I’ve heard that ideally I should have an escrow company make the monthly mortgage payments, but if I’m just starting out (which I am), to make them myself. In the latter option, how could I ease an owner’s concern that I wouldn’t miss any payments, since it’s still in their name? I’ve also heard that I just send payment to the owner every month and they continue to take care of it - but in that situation how can I ensure that they are paying on time?
There’s different types of lease/option contracts.
One type gives you an effective option to find a tenant/buyer without the obligation to pay rent prior to finding one. This would be more of an ‘assignment’ option.
This would be a situation where there wasn’t any equity to play with and therefore no reason to stay with the deal long term.
If you were capturing a significant amount of equity as the principal lease/optionee, you would likely accept responsibility for the rent payments at the get-go as an inducement to get the deal in the first place.
Frankly, high equity lease/options are a rare bird. The most common reason for doing a lease/option is because the seller can’t get the price he needs without offering a buyer some time to either capture future equity, or achieve some ‘seasoning’ in order to qualify for financing at a full retail price.
Lease/options are not for bargain hunters. Just saying.
Either way, we’re talking low-equity transactions that are more about home ownership, than ‘getting a deal.’ Otherwise, our involvement will often include accepting liability for the lease/payments in order to capture the higher equity deals.
My experience in owner financing is that the original property owner should be responsible for physically making payments to their lender. The purchaser is responsible for real estate taxes and insurance above and beyond their payment to the owner. Pretend that the owner is your bank. Lenders require you to pay for taxes and insurance. They may require receipts or they could take an escrow payment. Personally the escrow payment is a real pain since the correct amount of money never seems to be in there when the bills came due unless there is a big deposit at the start.
Have you thought about creating a joint bank account with the property owner? The account would receive the payments from you (based on what is negotiated in the contract) and then automatic payments can be made for items such as insurance and mortgage/rent payments. The taxes can also be withdrawn from this account. In this way, there is no mixing of personal and property income. Both parties can check that the deposits/payments have been made.
I think it would be mistaken to depend on the seller to make payments on your behalf. I would rather have a 3rd party receive and make payments on behalf of everyone involved. This way, we know the payments are actually being made.

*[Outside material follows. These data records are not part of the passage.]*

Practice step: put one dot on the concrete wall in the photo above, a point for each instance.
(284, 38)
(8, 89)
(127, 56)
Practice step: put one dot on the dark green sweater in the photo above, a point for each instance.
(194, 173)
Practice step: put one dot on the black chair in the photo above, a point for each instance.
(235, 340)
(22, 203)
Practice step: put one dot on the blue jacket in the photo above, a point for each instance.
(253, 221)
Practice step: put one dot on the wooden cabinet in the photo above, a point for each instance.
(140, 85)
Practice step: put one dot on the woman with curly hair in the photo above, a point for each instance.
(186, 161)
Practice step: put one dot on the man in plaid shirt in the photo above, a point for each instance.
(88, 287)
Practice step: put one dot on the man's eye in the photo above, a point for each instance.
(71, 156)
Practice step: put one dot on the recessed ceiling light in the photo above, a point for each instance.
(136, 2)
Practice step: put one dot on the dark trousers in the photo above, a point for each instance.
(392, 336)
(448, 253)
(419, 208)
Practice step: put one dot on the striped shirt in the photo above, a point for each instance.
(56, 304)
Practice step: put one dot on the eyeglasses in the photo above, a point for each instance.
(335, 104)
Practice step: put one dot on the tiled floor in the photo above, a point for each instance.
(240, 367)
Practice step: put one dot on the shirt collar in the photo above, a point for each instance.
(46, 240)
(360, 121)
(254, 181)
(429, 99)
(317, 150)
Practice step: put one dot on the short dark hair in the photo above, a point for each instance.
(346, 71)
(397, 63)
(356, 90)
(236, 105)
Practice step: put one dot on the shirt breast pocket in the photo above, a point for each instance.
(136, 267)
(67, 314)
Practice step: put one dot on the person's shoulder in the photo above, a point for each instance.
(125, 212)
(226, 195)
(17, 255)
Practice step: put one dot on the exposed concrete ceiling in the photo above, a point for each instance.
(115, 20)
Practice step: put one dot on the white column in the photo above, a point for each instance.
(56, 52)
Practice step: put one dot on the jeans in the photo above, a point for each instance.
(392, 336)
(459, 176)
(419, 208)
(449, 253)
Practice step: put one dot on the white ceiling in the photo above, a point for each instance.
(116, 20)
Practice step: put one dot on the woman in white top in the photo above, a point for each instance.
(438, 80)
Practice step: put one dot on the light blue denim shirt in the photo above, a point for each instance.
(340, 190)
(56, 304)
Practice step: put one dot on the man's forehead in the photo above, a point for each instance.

A joint checking account is not an option you want to take. It opens you to all sorts of liabilities, personal information sharing, and what not. We wouldn’t even consider this with our relatives.
The most professional and reliable way to make and receive payments is to use a note servicing company. They will offer escrow accounts to hold taxes, insurance, and HOA fees, and then pay them on a schedule for you. You can work backwards to see what amount you need to impound every month to make sure there’s no shortages when it comes time to pay the bills.
Meantime, everyone can see when/if payments have been received and/or paid.